According to the Talmud (Sanhedrin 82a), when Pinchas saw what was happening he was reminded of the ruling that “the zealous can take the law into their own hands and strike down a man who has relations with a gentile woman.” With Moshe’s blessing, he killed both the man and the woman with one blow, and the plague came to an end. For his valiant deed, Hashem rewarded Pinchas with His “covenant of peace” and the eternal priesthood.
Why does the Torah mention that Pinchas was descended from Aharon in this context?
The Midrash, quoted by Rashi, tells us that the public reaction to Pinchas’ act was not so positive. People remembered that Pinchas was descended from Aharon on one side but from Yisro on another, and they saw in his violent deed signs of his bloodline from Yisro. “Look at this child of idolaters,” they said. “Where does he get the audacity to cut down a Jewish prince?” Therefore, the Torah traces his genealogy to Aharon to show the correctness of his deed.
question remains, however. No one had denied or forgotten that Pinchas was a grandson of Aharon. They had accused Pinchas of acting as his idolatrous maternal grandfather Yisro would have acted, not as his paternal grandfather Aharon, that consummate lover of peace, would have acted. They claimed to have discerned in Pinchas the dominance of his pagan bloodlines. How did Hashem’s declaration that Pinchas was Aharon’s descendant exonerate and vindicate him?
Rav Meir Bergman, in his Shaarei Orah, explains that when Hashem declared in this situation that Pinchas was Aharon’s descendant, He was saying clearly that this is the bloodline that led him to perform his act of zealotry. Aharon himself would have come roaring into the camp with his spear extended and impaled the two miscreants with one thrust.
But how can such a thing be? How could a lover of peace such as Aharon commit such a violent act?

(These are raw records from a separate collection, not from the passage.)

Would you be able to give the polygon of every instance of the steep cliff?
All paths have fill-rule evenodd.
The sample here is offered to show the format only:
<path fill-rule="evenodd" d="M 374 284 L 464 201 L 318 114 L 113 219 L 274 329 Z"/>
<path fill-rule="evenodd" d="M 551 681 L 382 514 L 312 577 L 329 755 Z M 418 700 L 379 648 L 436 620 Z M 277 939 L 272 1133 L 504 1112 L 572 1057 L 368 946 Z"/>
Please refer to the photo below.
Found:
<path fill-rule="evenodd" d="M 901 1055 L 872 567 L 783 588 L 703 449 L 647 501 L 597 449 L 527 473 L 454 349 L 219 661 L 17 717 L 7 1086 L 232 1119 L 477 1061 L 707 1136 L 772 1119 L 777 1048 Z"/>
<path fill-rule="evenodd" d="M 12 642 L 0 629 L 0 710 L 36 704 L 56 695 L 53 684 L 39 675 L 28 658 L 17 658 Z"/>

The Chasam Sofer takes note of the language of the Mishneh (Avos 1:12) that describes Aharon as “a lover of peace and a pursuer of peace.” What is the significance of this dual description? It reflects two aspects of Aharon’s personality. On the one hand, he was a lover of peace, a man who spread harmony and peace among people.
But sometimes he had to be a pursuer of peace, a man who drove peace away when that was the right thing to do. True peace (shalom) is the manifestation of a state of perfection (shalem). Compromise with the imperfect does not lead to true peace. In that case, when faced with the vile, the despicable, the quest for true peace demanded that Aharon shun a seemingly peaceful accommodation with the forces of evil. It demanded that he drive away such a peace, that he pursue it out of the Jewish camp. Only then would it be possible to arrive at a state of true peace, a state of peace between the Jewish people and their Father in Heaven.
The Brisker Rav, in the name of his father Rav Chaim Soloveitchik, makes a similar point from a slightly different perspective. Why did Hashem reward Pinchas with “My covenant of peace”? Pinchas had just committed a violent, albeit very commendable, act of zealous defense of the Divine honor. Therefore, he should have been rewarded with Hashem’s “covenant of zealotry.” Why His “covenant of peace”?
Imagine a brave soldier returning from the battlefield after heroically turning the tide of battle against the enemy. Would we award him the Congressional Medal of Honor or the Nobel Peace Prize? Was Pinchas, lehavdil, a candidate for the Peace Prize?
The answer is that Pinchas restored true peace between the Jewish people and Hashem. If that required a violent act, then so be it. The lover of peace would have to commit a violent act in order to achieve the higher goal of true peace. Sometimes, the road to true peace is not very peaceful.
We often hear criticism of great rabbis who take doctrinaire stands on various issues. “Why do they have to make machlokes (dissension)?” people complain. “Why do they have to start up? Why can’t they leave well enough alone? Is this peace? It’s machlokes! It’s divisiveness!”
We’re familiar with these complaints. We’ve heard them since the people mocked Pinchas in the desert. Hashem answered these complaints by telling us that Pinchas’ way was the way of peace. His actions were worthy of the covenant of peace. Today as well, those rabbis who stand up for the truth, for the integrity of the Torah, are the ones who spread true peace among the Jewish people.